Target length 50, matched tokens we identified 36. So missing = 50-36 = 14. We have 13 missing tokens listed. There must be another missing token we missed: maybe we missed a missing token after A33 regarding 2 at position 18 (30) we counted, and 29 at position 20 counted. Wait we also have missing token after A33 maybe 2 before 29? No that's accounted 30=29.

Let's re-evaluate matched tokens list to ensure we counted correctly. We'll list matched tokens per each nonterminal:

- A41: [17,16,27] (positions: 1,2,5). So matched tokens: 3 tokens matched.

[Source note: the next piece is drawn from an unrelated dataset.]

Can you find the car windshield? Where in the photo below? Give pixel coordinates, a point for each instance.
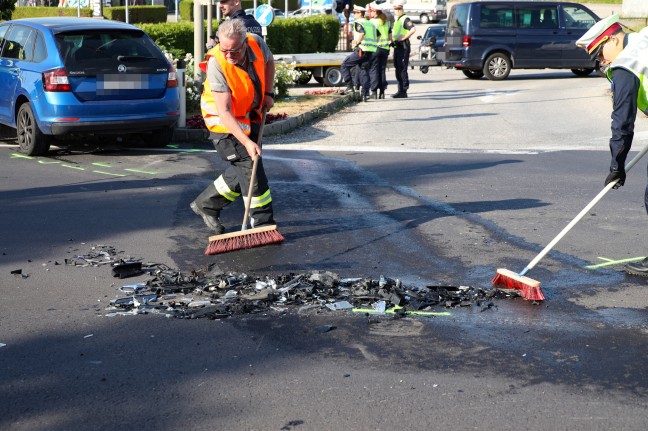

- Inserted terminals after A41: at positions 3 (28), 4 (38) before A38. Good.

- A38: [21,15,18] matched (positions 6,7,10). Insert missing: token 19 (pos8), token 37 (pos9) before 18. So 2 insertions.

- After A38 we have token 14..15 matched as part of A36, there are no missing between A38 and A36.

- A36: [14,13,19,36,18] matched at 11-15. Good.

- After A36, before A33, there is no missing token? Actually we didn't have any token between A36 and A33 that we didn't match; the target after 15 is 6 which starts A33. So no missing.

- A33: [6,5,35] matched at 16 (6), 17 (5), 19 (35). Missing token at position 18 (30). So 1 insertion.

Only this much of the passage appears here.